A key corner of Wall Street is making its most bearish bet against stocks ever
- Wall Street traders have taken on the biggest short position in US stocks on record.
- Trend-following CTAs are short $47 billion of US equities, according to data from Goldman Sachs.
- The extreme short positioning could ultimately fuel buying pressure for stocks if the bet is unwound.
Professional traders in one corner of Wall Street have taken on their biggest bet ever against US stocks, according to data from Goldman Sachs.
The bank said in a Monday note that trend-following traders on Wall Street, also known as commodity trading advisers (CTAs), are short a record $47 billion of US stocks. The extreme positioning comes after they sold $88 billion worth of stocks over the past 15 trading sessions.

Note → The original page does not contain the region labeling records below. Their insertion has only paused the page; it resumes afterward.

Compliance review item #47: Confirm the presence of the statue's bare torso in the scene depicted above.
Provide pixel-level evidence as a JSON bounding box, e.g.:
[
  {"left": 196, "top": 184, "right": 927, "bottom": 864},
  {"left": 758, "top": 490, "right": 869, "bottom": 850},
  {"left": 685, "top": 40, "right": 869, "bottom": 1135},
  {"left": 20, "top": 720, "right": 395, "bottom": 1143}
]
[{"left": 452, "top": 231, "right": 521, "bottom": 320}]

"This is the largest US short position for this cohort on record," Goldman Sachs' Cullen Morgan said.\
CTAs typically utilize futures, options, and commodity contracts to express their bearish or bullish position in the market. They tend to rely solely on trend-following momentum trading strategies to dictate what, and when, they buy and sell.
They're a closely watched group on Wall Street because as trends in certain assets reverse and extend, CTAs have a tendency to quickly flip their positioning and pile into the trending assets. That can have a big impact on stocks in a short period of time, given that they manage about $350 billion in assets. That's enough buying or selling pressure to move stock prices.
The extreme short positioning among CTA funds is happening as the stock market is attempting to mark a technical bottom after the S&P 500's 8% decline from its late-July high.
"The S&P 500 defended 4,200 area support on last week's probe down to 4,216, keeping the rising 40-week moving average and the June breakout point at 4,195 intact as support," Bank of America technical analyst Stephen Suttmeier said in a Monday note.
This wouldn't be the first time the stock market has bottomed right around the same time trend-following CTAs were net bearish on stocks. Similar extremes of short positioning among CTAs also occurred during the March 2020 stock market bottom during COVID-19, and in late 2018, when the market went on to stage a strong rally throughout 2019.
And the CTAs could in fact become a big source of buying pressure for stocks if the S&P 500 continues to show evidence of bottoming and moving higher.
"The CTAs are now buyers of S&P 500 in every scenario over the next month," Morgan said, citing an internal bank model.